Questa è una domanda frequente che mi fanno i pazienti, soprattutto quelli che, attraverso la psicoterapia e altri percorsi di crescita personale, hanno lavorato molto su di sé e, “pur avendo migliorato notevolmente la qualità della loro vita”, continuano a confrontarsi con la loro ferita primaria, col dolore antico di sentirsi non amati, rifiutati, abbandonati, non visti, non riconosciuti, non apprezzati, ma anche giudicati, rimproverati, invasi, “abusati” emotivamente se non fisicamente.
La persona ha lavorato tanto sulla sua ferita.
- Ha ridotto notevolmente le sue sensazioni di sofferenza, i suoi sintomi psicologici, i suoi malanni somatici, le sue emozioni negative; il tutto è diventato meno intenso, meno invasivo, meno doloroso.
- Ha elaborato in modo nuovo ricordi traumatici, emozioni dolorose ed eventi significativi della sua vita che sono diventati interiormente meno violenti e meno scioccanti o che hanno acquisito un significato e una collocazione interiore meno disturbante.
- Ha rivisitato i suoi modi di pensare, le sue credenze e convinzioni sono diventate più realistiche, maggiormente funzionali alla soddisfazione dei suoi scopi nei diversi ambiti di vita.
- Ha imparato nuovi modi di agire, i suoi comportamenti si sono ripuliti, sono minori le abitudini nocive, sono più chiari i nessi tra quello che vuole e quello che fa.
- Ha migliorato i suoi rapporti interpersonali, riesce a governare le sue relazioni in modo più consapevole, sano e responsabile.
- Ha imparato ad elaborare molteplici lutti; non solo la scomparsa di persone care, ma anche la perdita di ideali, il fallimento di progetti, la disillusione, le perdite e i distacchi nel cammino della vita.
- Ha imparato ad accettare la frustrazione, la delusione e l’impotenza inevitabili che l’esistenza porta con sé e a dire “è andata così”.
Eppure ogni tanto il dolore ritorna, la ferita riappare, vecchi schemi e situazioni sembrano ripresentarsi identiche a se stesse.
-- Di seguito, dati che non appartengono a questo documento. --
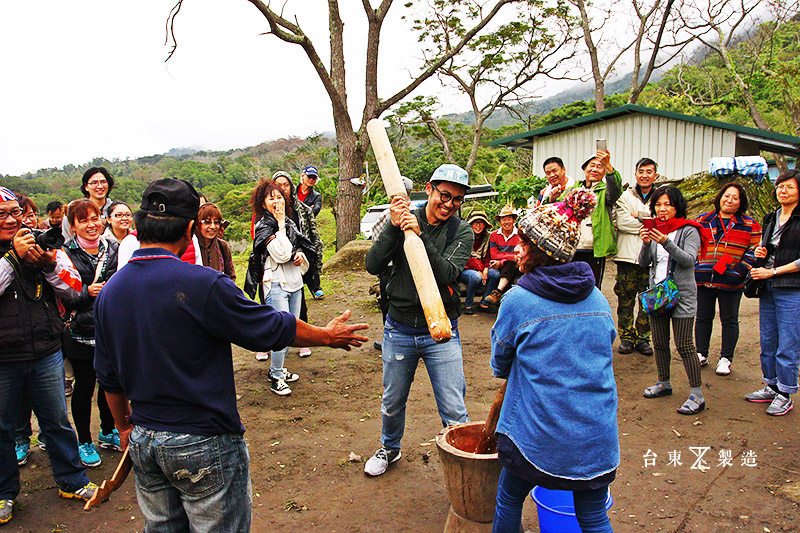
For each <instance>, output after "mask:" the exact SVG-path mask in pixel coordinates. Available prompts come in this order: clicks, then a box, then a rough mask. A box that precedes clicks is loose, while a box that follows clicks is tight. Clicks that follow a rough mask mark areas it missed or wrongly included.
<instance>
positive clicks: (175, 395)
mask: <svg viewBox="0 0 800 533" xmlns="http://www.w3.org/2000/svg"><path fill="white" fill-rule="evenodd" d="M95 326H96V343H97V345H96V350H95V369H96V370H97V380H98V382H99V383H100V386H101V387H102V388H103V389H104V390H106V391H108V392H112V393H124V394H125V396H127V398H128V399H129V400H130V402H131V409H132V416H131V418H132V421H133V423H134V424H137V425H140V426H144V427H146V428H149V429H153V430H159V431H172V432H176V433H188V434H193V435H219V434H225V433H243V432H244V427H243V426H242V422H241V420H240V418H239V412H238V411H237V409H236V389H235V386H234V381H233V361H232V357H231V343H234V344H237V345H239V346H242V347H244V348H246V349H248V350H253V351H268V350H271V349H280V348H283V347H285V346H288V345H289V344H291V343H292V342H293V341H294V338H295V334H296V328H297V321H296V320H295V318H294V316H292V314H291V313H283V312H279V311H276V310H274V309H273V308H271V307H267V306H263V305H259V304H257V303H255V302H253V301H251V300H249V299H248V298H247V297H246V296H245V295H244V293H242V291H241V290H240V289H239V288H238V287H236V285H234V283H233V282H232V281H231V280H230V278H228V276H226V275H224V274H222V273H220V272H217V271H215V270H213V269H211V268H207V267H202V266H199V265H193V264H189V263H184V262H182V261H181V260H180V259H178V257H177V256H175V255H174V254H172V253H170V252H169V251H167V250H164V249H162V248H142V249H140V250H137V251H136V252H134V254H133V257H132V258H131V260H130V262H129V263H128V264H127V265H126V266H125V267H123V268H121V269H120V270H119V272H117V273H116V274H115V275H114V276H113V277H112V278H111V279H110V280H109V281H108V283H107V284H106V286H105V287H104V288H103V290H102V291H101V292H100V295H99V297H98V298H97V300H96V302H95Z"/></svg>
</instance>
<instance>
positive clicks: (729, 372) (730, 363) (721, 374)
mask: <svg viewBox="0 0 800 533" xmlns="http://www.w3.org/2000/svg"><path fill="white" fill-rule="evenodd" d="M730 373H731V362H730V360H729V359H726V358H724V357H720V358H719V363H717V375H718V376H727V375H729V374H730Z"/></svg>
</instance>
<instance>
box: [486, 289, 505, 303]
mask: <svg viewBox="0 0 800 533" xmlns="http://www.w3.org/2000/svg"><path fill="white" fill-rule="evenodd" d="M502 297H503V293H502V292H500V289H495V290H493V291H492V294H490V295H489V296H487V297H486V301H487V302H489V303H490V304H493V305H498V304H499V303H500V298H502Z"/></svg>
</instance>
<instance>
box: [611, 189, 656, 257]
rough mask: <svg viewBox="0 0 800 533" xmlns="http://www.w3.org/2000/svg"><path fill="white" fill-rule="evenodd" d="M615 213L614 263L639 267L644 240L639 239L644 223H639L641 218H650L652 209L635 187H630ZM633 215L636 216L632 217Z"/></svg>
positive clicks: (623, 193) (620, 201)
mask: <svg viewBox="0 0 800 533" xmlns="http://www.w3.org/2000/svg"><path fill="white" fill-rule="evenodd" d="M651 192H652V191H651ZM614 211H615V213H616V215H617V216H616V217H615V218H616V221H615V226H616V227H617V255H616V256H614V261H621V262H623V263H634V264H637V265H638V264H639V263H638V258H639V251H640V250H641V249H642V238H641V237H639V230H640V229H641V227H642V223H641V222H639V218H641V217H643V216H647V217H649V216H650V207H649V206H648V205H646V204H645V203H644V200H643V199H642V197H641V196H640V195H639V191H638V190H637V188H636V187H635V186H634V187H628V188H627V189H626V190H625V191H624V192H623V193H622V195H621V196H620V197H619V200H617V203H616V205H615V206H614ZM631 213H633V214H634V215H636V216H631ZM637 217H639V218H637Z"/></svg>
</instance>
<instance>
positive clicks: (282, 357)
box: [266, 283, 303, 379]
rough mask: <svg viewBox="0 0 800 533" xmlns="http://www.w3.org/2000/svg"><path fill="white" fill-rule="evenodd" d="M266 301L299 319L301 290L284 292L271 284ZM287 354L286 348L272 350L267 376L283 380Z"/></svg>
mask: <svg viewBox="0 0 800 533" xmlns="http://www.w3.org/2000/svg"><path fill="white" fill-rule="evenodd" d="M266 301H267V305H270V306H272V307H274V308H275V309H277V310H278V311H287V312H289V313H292V314H293V315H294V316H296V317H299V316H300V307H301V304H302V302H303V289H302V288H301V289H300V290H297V291H294V292H286V291H285V290H283V289H282V288H281V284H280V283H272V286H271V287H270V289H269V292H268V293H267V300H266ZM287 353H289V347H288V346H287V347H286V348H284V349H283V350H272V356H271V357H270V359H269V374H270V376H272V377H273V378H275V379H278V378H283V366H284V361H285V360H286V354H287Z"/></svg>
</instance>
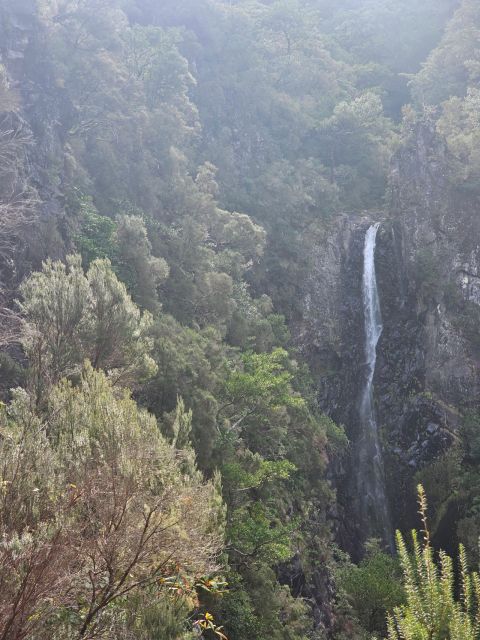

Per cui la persona si chiede: ma quando finirà tutto questo? Quando guarisce la ferita? Quando guarirò?
La persona, allora, si risponde in modo utile quando “impara veramente a valorizzare i suddetti cambiamenti che ha realizzato” a livello di: comportamenti più efficaci e sani; pensieri più chiari e lucidi; emozioni più regolate e meno distruttive; relazioni più appaganti; maggiore capacità di fare scelte in modo consapevole, centrato e responsabile. In definitiva, “la ferita è qualche cosa che ritorna, a volte ritorna, anche se sempre meno frequentemente, sempre meno invadente, sempre più agevole da governare” per la persona che è cresciuta e conosce meglio se stessa e i propri meccanismi interni e interpersonali. Di fatto, la ferità è qualcosa che ci appartiene, è la nostra sensibilità personale, è la nostra reattività che ci caratterizza, ce la portiamo con noi da sempre, da quando da piccoli abbiamo imparato a stare al mondo. In qualche modo, è la nostra identità, un pezzo importante del nostro senso di identità, di chi siamo e sentiamo di essere. È difficile rinunciarci definitivamente. Sarebbe come privarci di un pezzo del nostro corpo. Di fatto, è parte integrante del nostro modo di essere; abbandonarla completante, in modo controintuitivo, potrebbe destabilizzarci, farci smarrire, farci sentire persi. Se non sono più quello che sono sempre stato chi sono allora? Sarebbe uno stravolgimento troppo estremo della visione di sé, della vita, del mondo, degli altri. Un nostro bisogno fondamentale sappiamo essere quello di controllo, prevedibilità e coerenza interiore.
Il cambiamento terapeutico e di sviluppo personale, allora, si sostanzia nella:
- riduzione della sofferenza legata alla ferita
- riduzione della frequenza e dell’intensità con cui si riattiva la ferita
- capacità di padroneggiare in modo più efficace le emozioni connesse al dolore antico
- capacità di “riconoscersi identici a se stessi pur avendo fatto tanti cambiamenti”.